Constable follies

Public officials request secrecy for one reason: to avoid embarrassment.

So when Southern Nevada’s most embarrassing elected official tried to keep the press out of a public proceeding, he obviously was trying to stay out of the news. It didn’t work.

Last week, a federal judge ordered Las Vegas Constable John Bonaventura to pay this newspaper’s parent company $400 to cover the legal costs of opening a hearing he wanted closed. The judge also unsealed a motion he wanted sealed.

Las Vegas Constable John Bonaventura would challenge the headline totals of New York’s Anthony Weiner and San Diego’s Bob Filner if his clown act played out in a more important office on a bigger media stage. Mr. Bonaventura is being sued by two former constables who claim he fired them for refusing to lie to county commissioners about a reality TV show he had pursued. The pilot about his band of misfits was so awful, it made “Here Comes Honey Boo Boo” look like “Breaking Bad.”

The judge found Mr. Bonaventura and his attorney left a July 23 settlement conference without court permission, a fact they wanted changed in the minutes, and that they had received adequate notice of a July 30 hearing they didn’t attend. They also used cameras during the July 23 conference without the judge’s permission.

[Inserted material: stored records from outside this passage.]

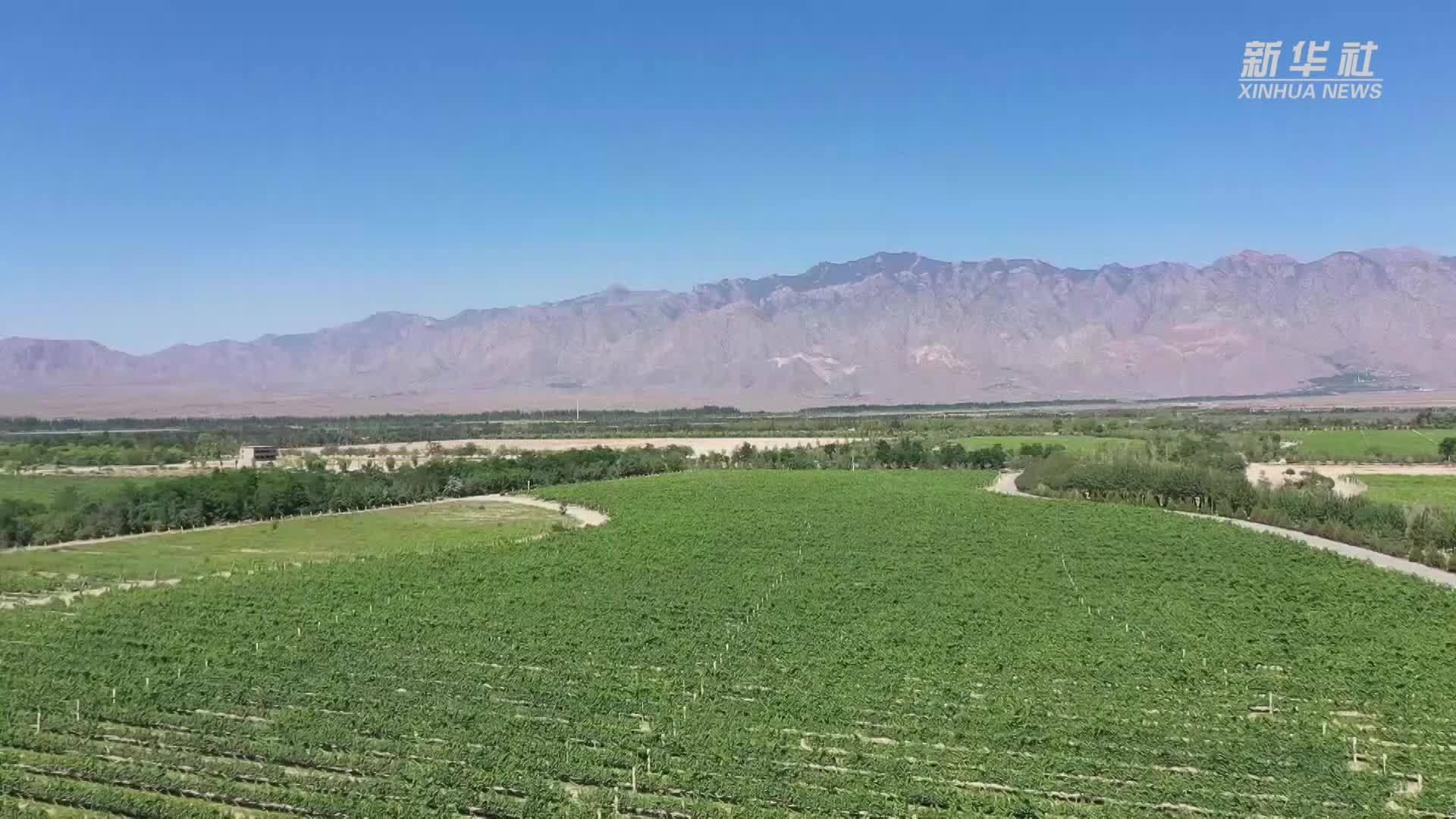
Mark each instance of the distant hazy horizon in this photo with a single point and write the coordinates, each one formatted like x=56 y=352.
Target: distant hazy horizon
x=184 y=172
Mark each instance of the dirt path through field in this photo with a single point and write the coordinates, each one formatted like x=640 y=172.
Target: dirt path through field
x=580 y=513
x=1345 y=474
x=1006 y=484
x=17 y=599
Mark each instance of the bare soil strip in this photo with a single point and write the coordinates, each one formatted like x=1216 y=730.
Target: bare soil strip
x=580 y=513
x=1006 y=484
x=12 y=601
x=1346 y=484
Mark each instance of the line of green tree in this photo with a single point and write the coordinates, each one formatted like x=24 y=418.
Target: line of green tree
x=1307 y=504
x=226 y=496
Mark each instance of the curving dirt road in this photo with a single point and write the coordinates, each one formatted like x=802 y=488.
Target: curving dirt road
x=1006 y=484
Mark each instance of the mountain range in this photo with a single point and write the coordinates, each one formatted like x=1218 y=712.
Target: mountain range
x=889 y=328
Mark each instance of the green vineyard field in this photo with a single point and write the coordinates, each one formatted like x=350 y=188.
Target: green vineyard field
x=755 y=643
x=1413 y=490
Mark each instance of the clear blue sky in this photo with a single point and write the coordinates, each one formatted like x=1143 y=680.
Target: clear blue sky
x=196 y=171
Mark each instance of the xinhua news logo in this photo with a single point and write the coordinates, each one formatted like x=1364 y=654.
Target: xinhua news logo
x=1307 y=74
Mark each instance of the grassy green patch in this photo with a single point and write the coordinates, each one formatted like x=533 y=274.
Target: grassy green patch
x=1076 y=445
x=845 y=643
x=42 y=488
x=267 y=545
x=1366 y=445
x=1413 y=490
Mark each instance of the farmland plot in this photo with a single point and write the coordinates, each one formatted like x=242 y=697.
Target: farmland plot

Pile this nonsense on top of sexual harassment allegations against Mr. Bonaventura, huge financial losses occurring under his leadership and other blunders, and it’s a wonder why he tried so hard to hide his latest legal woes. His public image is beyond repair.

Thanks to U.S. Magistrate Judge Cam Ferenbach for refusing to provide an elected official with a door to hide behind, and for ordering Mr. Bonaventura to pay restitution to Stephens Media with his personal funds, not public dollars.